4.2.3 Immigrant Communities
One standard deviation increase in percent of individuals not proficient in English was associated with a 1.49 increase in COVID-19 mortality in July. This decreased to a MRR of 1.07 by December. As of 2013, the percentage of Limited English Proficient (LEP) people who were foreign born was 81.3% [70]. Hence, these results suggest that immigrant populations are at higher risk from COVID-19, which is supported by previous work [22]. Historically, immigrants suffer from poverty, and many immigrants are barred from receiving healthcare programs such as Medicare in their first 5 years of living in the US. Additionally, undocumented immigrants are not eligible for any public programs. It is estimated that around 45% of documented immigrants and 65% of undocumented immigrants do not receive healthcare. This leaves the population much more vulnerable. LEP immigrants also receive lower quality of care and understanding of their medical condition due to language barriers in treatment [70]. Additionally, the observed decrease in MRR from 1.49 to 1.07 is consistent with the trend about the effects of socioeconomic disadvantage on COVID-19, as discussed above. Overall, immigrant populations are recognized to be at a higher risk for severe outcomes due to lower access and poorer quality of care.
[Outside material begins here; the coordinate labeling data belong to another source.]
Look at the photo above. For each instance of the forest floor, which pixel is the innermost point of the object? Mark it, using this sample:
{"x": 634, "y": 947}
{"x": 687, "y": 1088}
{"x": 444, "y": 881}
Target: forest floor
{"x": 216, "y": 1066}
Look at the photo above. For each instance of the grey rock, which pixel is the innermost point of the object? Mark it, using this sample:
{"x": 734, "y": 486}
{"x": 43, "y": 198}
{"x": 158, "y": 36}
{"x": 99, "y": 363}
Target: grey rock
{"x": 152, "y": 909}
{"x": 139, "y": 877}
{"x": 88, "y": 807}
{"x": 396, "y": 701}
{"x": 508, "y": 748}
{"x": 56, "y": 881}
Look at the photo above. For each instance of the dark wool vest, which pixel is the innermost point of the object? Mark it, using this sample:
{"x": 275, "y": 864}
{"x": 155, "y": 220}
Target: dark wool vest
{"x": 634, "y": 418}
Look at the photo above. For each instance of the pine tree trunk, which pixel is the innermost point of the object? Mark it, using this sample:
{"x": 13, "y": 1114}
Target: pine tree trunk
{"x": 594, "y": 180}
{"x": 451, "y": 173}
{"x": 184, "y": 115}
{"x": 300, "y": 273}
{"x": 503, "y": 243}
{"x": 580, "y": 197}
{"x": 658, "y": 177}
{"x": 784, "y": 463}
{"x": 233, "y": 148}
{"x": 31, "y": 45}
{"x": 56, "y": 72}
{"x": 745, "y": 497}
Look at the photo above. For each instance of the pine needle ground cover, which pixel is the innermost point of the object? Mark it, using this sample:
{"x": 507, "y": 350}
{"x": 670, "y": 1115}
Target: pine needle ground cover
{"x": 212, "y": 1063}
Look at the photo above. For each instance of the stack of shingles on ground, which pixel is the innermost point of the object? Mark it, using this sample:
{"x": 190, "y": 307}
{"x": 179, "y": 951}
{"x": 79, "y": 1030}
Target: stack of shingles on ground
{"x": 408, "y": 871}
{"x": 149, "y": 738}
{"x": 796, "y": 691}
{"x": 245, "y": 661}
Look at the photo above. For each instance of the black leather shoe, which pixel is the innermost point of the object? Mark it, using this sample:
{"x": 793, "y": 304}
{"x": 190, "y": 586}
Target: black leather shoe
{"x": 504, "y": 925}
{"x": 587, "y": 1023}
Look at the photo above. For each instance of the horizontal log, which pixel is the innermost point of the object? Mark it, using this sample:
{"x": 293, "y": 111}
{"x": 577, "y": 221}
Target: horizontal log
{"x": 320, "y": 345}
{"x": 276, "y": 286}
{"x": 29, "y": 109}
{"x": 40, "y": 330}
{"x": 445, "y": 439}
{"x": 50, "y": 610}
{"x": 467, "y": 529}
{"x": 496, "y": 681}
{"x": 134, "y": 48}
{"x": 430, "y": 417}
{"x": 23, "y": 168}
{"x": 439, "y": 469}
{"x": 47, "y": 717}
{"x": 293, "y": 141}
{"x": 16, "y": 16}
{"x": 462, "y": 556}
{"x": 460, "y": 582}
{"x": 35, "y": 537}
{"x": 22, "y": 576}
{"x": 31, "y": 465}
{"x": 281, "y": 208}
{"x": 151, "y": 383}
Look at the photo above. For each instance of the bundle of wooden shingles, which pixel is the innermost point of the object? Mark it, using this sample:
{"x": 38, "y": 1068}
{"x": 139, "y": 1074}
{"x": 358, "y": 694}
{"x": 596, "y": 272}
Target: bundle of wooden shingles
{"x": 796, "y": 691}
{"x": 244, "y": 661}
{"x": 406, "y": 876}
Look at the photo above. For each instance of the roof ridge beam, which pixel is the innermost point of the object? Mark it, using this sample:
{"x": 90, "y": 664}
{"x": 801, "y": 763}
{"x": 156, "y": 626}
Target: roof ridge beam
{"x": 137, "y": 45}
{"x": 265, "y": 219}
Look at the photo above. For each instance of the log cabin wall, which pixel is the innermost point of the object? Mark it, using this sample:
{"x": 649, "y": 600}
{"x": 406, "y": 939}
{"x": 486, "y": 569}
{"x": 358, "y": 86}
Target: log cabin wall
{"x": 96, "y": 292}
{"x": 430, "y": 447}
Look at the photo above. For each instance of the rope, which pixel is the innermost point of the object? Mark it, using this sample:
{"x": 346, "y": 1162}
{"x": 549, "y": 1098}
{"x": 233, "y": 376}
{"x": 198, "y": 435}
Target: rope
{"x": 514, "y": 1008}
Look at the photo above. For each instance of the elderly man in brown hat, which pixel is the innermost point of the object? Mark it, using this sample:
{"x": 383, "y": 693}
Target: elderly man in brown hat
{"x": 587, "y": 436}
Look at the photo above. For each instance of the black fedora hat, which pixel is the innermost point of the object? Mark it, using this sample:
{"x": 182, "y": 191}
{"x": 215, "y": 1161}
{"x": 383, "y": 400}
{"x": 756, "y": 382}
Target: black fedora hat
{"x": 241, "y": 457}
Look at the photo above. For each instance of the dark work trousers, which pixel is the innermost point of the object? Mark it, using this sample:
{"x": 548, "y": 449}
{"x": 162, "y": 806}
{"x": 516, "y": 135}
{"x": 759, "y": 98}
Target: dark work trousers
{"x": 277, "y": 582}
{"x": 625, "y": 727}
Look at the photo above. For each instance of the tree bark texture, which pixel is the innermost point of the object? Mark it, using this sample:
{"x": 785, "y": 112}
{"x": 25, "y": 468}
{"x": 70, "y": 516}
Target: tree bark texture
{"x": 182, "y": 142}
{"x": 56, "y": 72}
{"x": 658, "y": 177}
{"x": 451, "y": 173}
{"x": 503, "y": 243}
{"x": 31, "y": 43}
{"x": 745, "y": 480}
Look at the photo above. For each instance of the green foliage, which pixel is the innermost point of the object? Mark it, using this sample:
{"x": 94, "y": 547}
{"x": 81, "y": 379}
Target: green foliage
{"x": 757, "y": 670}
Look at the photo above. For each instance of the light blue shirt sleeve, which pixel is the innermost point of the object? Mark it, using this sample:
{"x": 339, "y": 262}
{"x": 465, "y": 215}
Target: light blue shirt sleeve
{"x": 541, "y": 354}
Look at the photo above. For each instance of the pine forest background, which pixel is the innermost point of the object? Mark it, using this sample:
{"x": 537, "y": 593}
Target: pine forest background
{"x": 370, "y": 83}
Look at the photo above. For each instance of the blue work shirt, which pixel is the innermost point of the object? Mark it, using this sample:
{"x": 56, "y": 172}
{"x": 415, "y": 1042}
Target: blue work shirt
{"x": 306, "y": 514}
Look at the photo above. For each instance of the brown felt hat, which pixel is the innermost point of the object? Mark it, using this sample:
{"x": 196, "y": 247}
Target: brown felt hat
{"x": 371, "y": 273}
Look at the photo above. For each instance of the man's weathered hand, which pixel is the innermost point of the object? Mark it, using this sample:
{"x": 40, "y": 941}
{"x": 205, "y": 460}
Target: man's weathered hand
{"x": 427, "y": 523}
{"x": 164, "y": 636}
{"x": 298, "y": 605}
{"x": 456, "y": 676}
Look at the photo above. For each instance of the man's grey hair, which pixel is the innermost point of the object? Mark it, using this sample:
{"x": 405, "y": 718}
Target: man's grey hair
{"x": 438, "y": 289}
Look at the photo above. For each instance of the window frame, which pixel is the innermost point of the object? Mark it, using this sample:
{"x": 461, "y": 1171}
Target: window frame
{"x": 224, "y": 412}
4.2.4 Poverty & Severe Housing Problems
One standard deviation increase in overcrowding, a measure of poor socioeconomic status [16], was associated with a 1.27 COVID-19 MRR by July 5. This variable is defined as the ratio of residences with more than one person per room to the total number of housing units in a county. Over-crowding is a metric of severe housing problems, previously associated with poor mental health outcomes [59], tuberculosis [59], and several other diseases [46]. Beyond signifying poor socioeconomic status, there is also physical risk with any infectious disease from overcrowding due to close proximity of potential carriers [5]. The MRR for overcrowding decreased to 1.06 by December 28, which is consistent with the decreasing trend in other explorations of socioeconomic disadvantage and COVID-19 in this study. However, despite the decreasing effect, the MRR of overcrowding in a county is still associated with a significant increase of COVID-19 mortality. In contrast, however, percent of county with severe housing burden, defined as families spending more than 50% of their income on housing, was negatively associated with COVID-19 mortality rate (0.95 MRR, December 28). Similarly, percent of county that is food insecure, defined as percent of population without adequate access to food, was also negatively associated with a COVID-19 mortality rate (0.93 MRR, December 28). Both of these social determinants are implicated in socioeconomically disadvantaged counties and are related to lower access to healthcare [50, 55]. One possibility is that systemic, socioeconomic intervention during the pandemic may be responsible for this finding, which some literature highlight as a possible method to combat the expected, negative effects of poverty [42].
4.2.5 Air Pollution
One standard deviation increase in average daily air pollution was associated with a 1.37 increase in COVID-19 mortality rate in July 5, which decreased to 1.11 MRR by December 28. This finding supports Wu et al.’s results, indicating that counties with long-term air pollution are more likely to fall severely ill [68], although the impact of air pollution is observed to be decreasing over time and may need further study.
4.2.6 Education
One standard deviation increase in percent of adults in county without high school education was associated with a 1.15 and 1.13 COVID-19 MRR in July and December, respectively. Average grade performance, defined as the outcomes of 3rd grade reading scores compared to the national average, was associated with a 0.86 MRR in July, but had no statistical significance by December. High school graduation rate in a county was associated with no statistical significance at either time point. Education is a well-studied determinant of adolescent health [64], and lower high school graduation has been specifically linked to poorer health outcomes in the past [39]. Moreover, grade performance is a metric for available educational opportunities [21] and a predictor of future health outcomes [31]. Our findings suggest that a county’s educational resources and quality, as reported by average grade performance and graduation rate, may have some protective effects in July, but have no measurable effects by December. However, the consistent, destructive relationship between the percent of adults without a high school education and COVID-19 still suggests that poor education can increase health risks.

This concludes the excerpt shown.